The cause of long-standing breathlessness can be identified from the history, physical examination, and simple tests including the ECG, spirometry, chest X-ray and brain natriuretic peptide (BNP). Occasionally more sophisticated tests are necessary, including cardiac magnetic resonance (MR), cardiac catheterization and specialized lung tests.
Heart failure is diagnosed from: (i) identifying a predisposing cause (e.g. rheumatic fever, hypertension, valvar heart disease, previous myocardial infarction [MI] [Fig. 21.1]); (ii) resulting in effort breathlessness without wheeze, orthopnoea, ankle oedema; (iii) physical examination – large heart, third heart sound, bibasal inspiratory lung crepitations, raised venous pressure, ankle oedema; and (iv) investigations – cardiac ultrasound, ECG and BNP. Most patients have ECG abnormalities, depending on aetiology (Table 21.1): (i) ischaemic heart disease, heart failure relates to a previous MI and the ECG shows pathological Q waves or regional loss of R wave height; (ii) aortic stenosis, the ECG shows left ventricular hypertrophy (LVH); (iii) cardiomyopathy, often idiopathic dilated cardiomyopathy (DCM), the ECG often shows atrial fibrillation (AF), small QRS complexes and diffuse ST changes, and, rarely, hypertrophic cardiomyopathy (HCM) (Fig. 21.2). The severity/extent of the ECG changes in heart failure often relate to the severity of cardiac damage, though there are many exceptions. Heart failure with a normal ECG is possible, but unlikely. If the ECG is normal, then causes other than heart failure should be considered first.
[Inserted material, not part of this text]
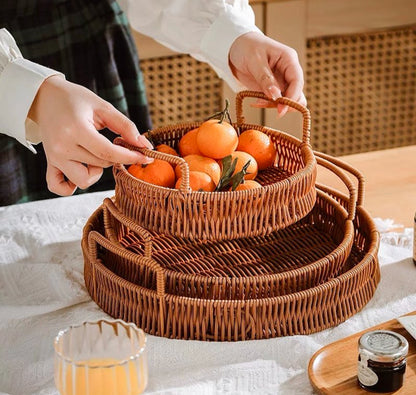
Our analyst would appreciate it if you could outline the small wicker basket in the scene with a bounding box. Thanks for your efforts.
[113,91,316,240]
Chronic obstructive airways disease (COPD) causes slowly progressive effort breathlessness with wheeze, no orthopnoea, with exacerbations, and, when the right heart fails (‘cor pulmonale’), peripheral oedema. The ECG may show the consequences of the destruction of the pulmonary arterial circulation, and the difficulty the right ventricle has in pushing blood into the lungs – right ventricular hypertrophy, with deviation of the QRS axis to the right and/or a dominant R wave in lead V1. Surprisingly the ECG often shows neither of these changes, despite dramatic increases in pulmonary artery pressure. The commonest findings in COPD are: (i) low voltage QRS complexes, due to the increased lung volume decreasing the transmission of electricity to the chest wall; and (ii) non-specific ST flattening, often throughout the ECG leads.
Obesity is usually obvious. The ECG shows small PQRST complexes, but no T wave abnormalities. Anterior wall myocardial infarction also often shows small QRS waves, though often with flat or inverted T waves. Thus changes in the T wave are useful to tell ‘straightforward’ obesity apart from myocardial damage.
Physical deconditioning has no pathognomonic ECG changes, but the history is suggestive. Resting heart rate and QT interval increase with unfitness though, in those without cardiac disease, are still often within the normal range. An exercise test shows a low work capacity, due to breathlessness, with a very brisk increase in heart rate, but no ECG changes.
Anaemia suspected from the physical examination, and confirmed by a blood count. The ECG is unremarkable.
Arrhythmias usually do not cause breathlessness, unless there is preexisting left ventricular dysfunction, or the arrhythmias have resulted in left ventricular impairment, or the arrhythmias are very fast or very (≤ 30 b/min) slow. The ECG is diagnostic (Fig. 21.3).